Глава 42. Тихое счастье
О ветре, мраке и снеге
Душа неслышно подошла к человеку. – Как ты себя чувствуешь?
– Как человек, который только что заглянул в глаза смерти.
– Шутит! Он еще и шутит! Значит, точно жить будет. – Смерть осклабилась. – А ты мне нравишься! Есть в тебе что-то жизнеутверждающее.
– Спасибо за то, что дали мне еще один шанс.
– Не меня благодари. Ее. Их тоже. – Братья подошли к Человеку.
– Ты выполнил обещание. – Ветер учтиво поклонился Душе.
– И нам пора расставаться. – Грустно выдохнул Снег.
– А ты? Ты теперь снова оставишь его? – Мрак пытливо рассматривал двоих, замерших у подножия старого дуба. Душа улыбнулась.
– Нет, больше я его не оставлю.
– Не забывай, он теперь Слуга. А за всеми вами, дорогие мои, должок. Так что не удивляйтесь, если вдруг придется утроить внеплановое кораблекрушение или сход лавины.
– Не забудь про ураган. – Ветер ухмыльнулся. – Пора прощаться, друг. Вас ждет долгая дорога. А я, признаться, соскучился по Реке.
– Неисправим. – Вздохнул Мрак.
– Не всем везет бегать на свидания с Зарей по два раза на дню.
– Мне будет вас не хватать.
– С тобой останется Душа. Не потеряй ее больше.
* * *Алекс с ненавистью посмотрел на Филиппа. – Ну и чего же ты хочешь?
– А сам, как думаешь?
– Не смей!
– Уговор есть уговор.
– Когда ты отпустишь остальных?
– Как только ты выполнишь свою часть сделки.
– Хорошо.
– Итак! – Ограничитель обернулся к ставшей теперь прозрачной стене. – Как бы патетически не звучало, но жребий брошен. София, приведи дражайшую Лолу. Остальным оставаться на месте.
– Убери стену, она уже ни к чему. – Алекс быстро взглянул на профессора, который так и застыл с решительным видом, прижимая к себе Анну.
– Ну нет, господин писатель, я хочу быть уверенным, что не будет никаких фокусов. – Боковая дверь открылась, пропуская доктора Софию и бледную Лолу.
– Алекс!
– Тише, тише, все будет хорошо. Я обещаю.
– Довольно беспочвенное заявление, господин писатель! Перейдем к финалу нашего эксперимента. Я в отличии от нашего самоуверенного Данко сдержу слово. Отпущу вас. Без последствий. А теперь слушай задание, мальчишка. И без глупостей. – Филипп демонстративно проверил патроны в барабане револьвера. – Здесь на всех хватит. Как ты теперь знаешь, мать твоя, хотя и была чрезвычайно способной, но сделала неправильный выбор. Твой папаша понятия не имел о верности. Поделом ему. Но история благосклонна. Ты все исправишь.
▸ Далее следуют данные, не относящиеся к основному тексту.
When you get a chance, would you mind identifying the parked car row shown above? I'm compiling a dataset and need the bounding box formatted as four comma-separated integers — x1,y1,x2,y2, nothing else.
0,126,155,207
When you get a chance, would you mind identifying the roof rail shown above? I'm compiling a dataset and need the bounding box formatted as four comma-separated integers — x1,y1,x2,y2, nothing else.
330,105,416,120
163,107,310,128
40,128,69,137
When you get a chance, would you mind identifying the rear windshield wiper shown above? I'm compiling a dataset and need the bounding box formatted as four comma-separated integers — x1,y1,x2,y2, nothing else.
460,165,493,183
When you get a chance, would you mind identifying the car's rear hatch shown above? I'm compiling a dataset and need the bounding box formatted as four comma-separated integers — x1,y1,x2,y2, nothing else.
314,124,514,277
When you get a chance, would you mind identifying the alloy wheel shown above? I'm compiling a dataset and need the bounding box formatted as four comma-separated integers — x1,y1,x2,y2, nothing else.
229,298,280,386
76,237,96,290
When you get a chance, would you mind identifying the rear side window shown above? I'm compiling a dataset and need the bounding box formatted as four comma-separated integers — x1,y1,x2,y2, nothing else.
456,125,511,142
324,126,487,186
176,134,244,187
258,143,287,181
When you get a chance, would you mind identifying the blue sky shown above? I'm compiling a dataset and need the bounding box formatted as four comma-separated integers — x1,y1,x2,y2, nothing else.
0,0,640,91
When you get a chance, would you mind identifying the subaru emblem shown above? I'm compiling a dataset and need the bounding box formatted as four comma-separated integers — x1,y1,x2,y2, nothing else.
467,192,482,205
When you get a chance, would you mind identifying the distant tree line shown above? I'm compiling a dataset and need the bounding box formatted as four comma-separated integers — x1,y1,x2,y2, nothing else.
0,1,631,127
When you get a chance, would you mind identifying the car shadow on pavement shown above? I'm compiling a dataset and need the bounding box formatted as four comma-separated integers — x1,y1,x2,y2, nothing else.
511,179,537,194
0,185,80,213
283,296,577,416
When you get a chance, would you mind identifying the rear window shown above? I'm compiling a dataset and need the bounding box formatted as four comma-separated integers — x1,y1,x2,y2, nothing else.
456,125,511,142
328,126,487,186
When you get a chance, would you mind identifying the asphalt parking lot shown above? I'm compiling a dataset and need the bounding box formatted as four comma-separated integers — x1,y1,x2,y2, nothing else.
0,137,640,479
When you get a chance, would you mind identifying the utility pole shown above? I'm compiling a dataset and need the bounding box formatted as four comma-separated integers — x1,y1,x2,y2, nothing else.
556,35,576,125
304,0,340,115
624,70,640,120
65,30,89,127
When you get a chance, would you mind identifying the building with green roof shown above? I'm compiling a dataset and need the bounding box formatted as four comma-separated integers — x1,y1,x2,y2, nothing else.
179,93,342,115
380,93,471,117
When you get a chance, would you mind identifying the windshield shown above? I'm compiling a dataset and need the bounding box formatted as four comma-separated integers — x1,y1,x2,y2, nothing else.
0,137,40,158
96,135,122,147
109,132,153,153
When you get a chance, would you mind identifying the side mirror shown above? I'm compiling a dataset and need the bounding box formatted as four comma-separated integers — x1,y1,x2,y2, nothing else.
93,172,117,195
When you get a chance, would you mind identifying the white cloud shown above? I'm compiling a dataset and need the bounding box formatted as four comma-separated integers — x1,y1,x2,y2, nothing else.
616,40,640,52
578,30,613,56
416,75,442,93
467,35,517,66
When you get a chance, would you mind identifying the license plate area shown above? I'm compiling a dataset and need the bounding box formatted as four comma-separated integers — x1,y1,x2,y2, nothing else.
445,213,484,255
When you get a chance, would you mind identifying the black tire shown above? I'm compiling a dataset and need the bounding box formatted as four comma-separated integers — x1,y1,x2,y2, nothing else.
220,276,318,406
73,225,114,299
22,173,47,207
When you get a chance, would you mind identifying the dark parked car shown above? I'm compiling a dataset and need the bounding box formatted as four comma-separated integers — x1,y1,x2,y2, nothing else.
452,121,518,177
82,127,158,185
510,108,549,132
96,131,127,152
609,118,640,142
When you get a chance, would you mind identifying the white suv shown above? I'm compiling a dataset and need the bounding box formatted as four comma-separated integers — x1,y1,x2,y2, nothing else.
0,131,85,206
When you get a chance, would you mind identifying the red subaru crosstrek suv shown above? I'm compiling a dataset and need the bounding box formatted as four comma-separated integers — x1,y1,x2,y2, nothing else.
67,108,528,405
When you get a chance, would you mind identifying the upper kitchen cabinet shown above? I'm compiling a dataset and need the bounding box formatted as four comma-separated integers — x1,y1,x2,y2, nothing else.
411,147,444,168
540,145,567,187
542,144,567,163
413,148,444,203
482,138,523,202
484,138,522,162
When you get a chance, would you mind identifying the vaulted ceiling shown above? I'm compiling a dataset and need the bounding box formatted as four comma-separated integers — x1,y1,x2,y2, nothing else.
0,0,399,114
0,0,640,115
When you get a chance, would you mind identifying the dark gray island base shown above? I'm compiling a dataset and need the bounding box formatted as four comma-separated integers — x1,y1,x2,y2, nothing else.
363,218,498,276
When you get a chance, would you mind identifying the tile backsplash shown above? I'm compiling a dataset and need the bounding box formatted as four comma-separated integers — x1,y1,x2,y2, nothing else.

– Моя мать мертва. Не думаешь же ты, что я могу…
– А кто говорит о твоей матери? Ты же уже догадался, что отдашь мне Лолу. – Что? Да как Вы смеете? – Лола скривилась, глядя на Ограничителя.
– В нашей истории выбора нет, дорогая. Не бойся, тебе понравится.
– Делай. – Прошипел Филипп.
Я никогда не писал о тебе. Боялся. Будь я нормальным, каждое мое слово было бы наполнено тобой. Хотя признаюсь, в моем дневнике под десятком паролей есть пара строк о тебе. Что-то о ветре и неукротимости. Глупости. Я тогда слишком мало тебя знал. Впрочем, у меня и раньше возникали чувства, что ты часть моего прошлого. Должна была ей стать. Ненавижу невстречи. И люблю тебя. Наш вершитель судеб всего этого не прочтет. Я сотру, как только он перестанет сверлить глазами доктора Софию. Не может простить ее предательства, совершенного моими руками. Не буду отвлекаться. Если бы я хоть раз осмелился писать о тебе, выбирая жанр, не раздумывал бы не секунды. Нет. Не улыбайся. Роман – это слишком банально. А трагедии я не уважаю. Пусть будет сказка. Я вижу, он смотрит на тебя. Остальное ты не сможешь прочесть. Я потом тебе расскажу. Через три дня. Мы с профессором все продумали. А пока слушай.